Ceux qui entreprennent de réformer les mœurs se trompent en croyant y arriver ; ils ne parviennent à changer que l’apparence. — Les penchants naturels se développent et se fortifient par l’éducation, mais ne se modifient guère ni ne se surmontent. De mon temps, mille natures ont dévié soit vers la vertu, soit vers le vice, malgré un système d’éducation qui eût du produire un résultat opposé : « Ainsi les bêtes fauves déshabituées de leurs forêts, semblant s’être adoucies en captivité, dépouillant leur mine farouche, souffrent enfin l’empire de l’homme ; mais si, d’aventure, un peu de sang vient à toucher leurs lèvres enflammées, leur rage se réveille, leur gosier en est altéré, elles brulent de s’en assouvir ; et c’est à peine si, dans leur fureur, elles se retiennent de déchirer leur maître påle de frayeur (Lucain). » On ne déracine pas des qualités originelles, on n’arrive qu’à les dissimuler, à les cacher. Ainsi, la langue latine est comme ma langue maternelle, je la comprends mieux que le français ; mais il y a quarante ans que je ne m’en suis plus du tout servi pour parler et guère pour écrire ; cependant quand de très fortes émotions se sont emparées subitement de moi, ce qui m’est arrivé deux ou trois fois dans ma vie, dont l’une en voyant mon père, en pleine santé, tomber inanimé dans mes bras, les premières paroles qui me sont échappées du fond du cœur, ont toujours été en latin, la nature se faisant jour par la force même des choses, bien que tenue depuis longtemps à l’écart ; et de cela, on cite bien d’autres exemples.

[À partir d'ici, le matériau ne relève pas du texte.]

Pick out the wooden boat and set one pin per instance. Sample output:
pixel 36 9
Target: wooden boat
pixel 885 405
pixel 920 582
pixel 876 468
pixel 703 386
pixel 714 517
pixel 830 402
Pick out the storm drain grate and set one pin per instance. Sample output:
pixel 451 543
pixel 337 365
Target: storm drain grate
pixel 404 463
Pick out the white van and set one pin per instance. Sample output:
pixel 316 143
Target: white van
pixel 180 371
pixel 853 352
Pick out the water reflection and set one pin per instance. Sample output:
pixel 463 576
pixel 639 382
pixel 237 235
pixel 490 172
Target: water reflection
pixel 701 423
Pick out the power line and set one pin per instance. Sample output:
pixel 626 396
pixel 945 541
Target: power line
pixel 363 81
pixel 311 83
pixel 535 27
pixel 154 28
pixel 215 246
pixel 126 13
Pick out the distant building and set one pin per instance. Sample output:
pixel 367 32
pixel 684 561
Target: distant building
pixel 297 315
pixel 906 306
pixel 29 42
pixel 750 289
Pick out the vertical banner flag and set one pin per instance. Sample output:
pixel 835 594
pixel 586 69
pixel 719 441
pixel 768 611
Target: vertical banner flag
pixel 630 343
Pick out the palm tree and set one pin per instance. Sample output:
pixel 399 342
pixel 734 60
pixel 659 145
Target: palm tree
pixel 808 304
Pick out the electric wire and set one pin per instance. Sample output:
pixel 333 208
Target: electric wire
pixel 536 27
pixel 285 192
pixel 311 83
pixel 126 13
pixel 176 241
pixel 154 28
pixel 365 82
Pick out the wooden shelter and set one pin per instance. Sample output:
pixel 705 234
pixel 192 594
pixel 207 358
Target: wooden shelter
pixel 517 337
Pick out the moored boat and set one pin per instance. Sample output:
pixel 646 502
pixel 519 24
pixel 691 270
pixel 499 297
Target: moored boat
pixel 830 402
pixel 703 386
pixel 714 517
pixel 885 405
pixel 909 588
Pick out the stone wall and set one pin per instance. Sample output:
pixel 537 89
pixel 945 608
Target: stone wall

Ceux qui essaient de corriger les mœurs publiques de notre époque en modifiant les idées ayant cours, ne réforment que ce que l’apparence a de vicieux, mais non le fond des choses qui demeure, si même il ne s’aggrave. L’aggravation est à craindre, parce que ces modifications ne portant que sur des questions de forme, laissées à l’appréciation de chacun[1], coûtant moins à pratiquer et nous faisant valoir davantage, font qu’on s’abstient de tout autre changement susceptible de concourir à notre amélioration et que, de la sorte, nous pouvons, à bon marché, nous abandonner aux autres vices inhérents à notre nature et que nous recélons à l’état latent. Regardez un peu ce qui se passe dans la réalité il n’est personne, s’il s’examine, qui ne découvre en soi une disposition qui lui soit propre, disposition maîtresse qui résiste aux effets de l’éducation et aux assauts de toutes les passions contraires à ce penchant dominant. — Pour moi, je n’éprouve guère de ces secousses ; je suis presque toujours dans mon assiette naturelle, comme il arrive des corps massifs qui ont du poids ; si je ne suis pas en possession de moi-même, je suis toujours bien près d’y être. Mes écarts ne sont jamais considérables, n’ont rien d’excessif ni d’étrange, et mes retours en moi-même sont toujours sérieux et sincères.